Cleaning up and simplifying the dateframe to reduce memory and runtime

In [1]:
# If not already installed, do: pip install pandas fastparquet
import pandas as pd
import numpy as np
import matplotlib.pyplot as plt
import seaborn as sns
import json
import dask.dataframe as ddf
from dask.diagnostics import ProgressBar
from tqdm.auto import tqdm

In [2]:
URL_LOOKUP = 'https://storage.googleapis.com/dosm-public-pricecatcher/lookup_item.parquet'
URL_PREMISE = 'https://storage.googleapis.com/dosm-public-pricecatcher/lookup_premise.parquet'
url_file = 'pricecatcher/pricecatcher/price_urls.json'

In [3]:
price_dfs = []

with open(url_file, 'r') as json_file: 
    price_urls_data = json.load(json_file)

for entry in price_urls_data:
        parquet_urls = entry['parquet_files']
        for url in parquet_urls:
            df = ddf.read_parquet(url, blocksize = '1GB', npartitions = 20)
            if 'date' in df.columns: df['date'] = ddf.to_datetime(df['date'])
            df = df[(df['item_code'] != -1) | (df['premise_code'] != -1)]
            price_dfs.append(df)

price = ddf.concat(price_dfs, ignore_index = True)
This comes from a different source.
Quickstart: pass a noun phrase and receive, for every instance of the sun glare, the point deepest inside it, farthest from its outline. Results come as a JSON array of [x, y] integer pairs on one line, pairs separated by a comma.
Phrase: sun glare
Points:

premise = ddf.read_parquet(URL_PREMISE, npartitions = 8)
lookup = ddf.read_parquet(URL_LOOKUP, npartitions = 8)
premise = premise.dropna()
lookup = lookup.dropna()
if 'date' in lookup.columns: lookup['date'] = ddf.to_datetime(lookup['date'])
if 'date' in premise.columns: premise['date'] = ddf.to_datetime(premise['date'])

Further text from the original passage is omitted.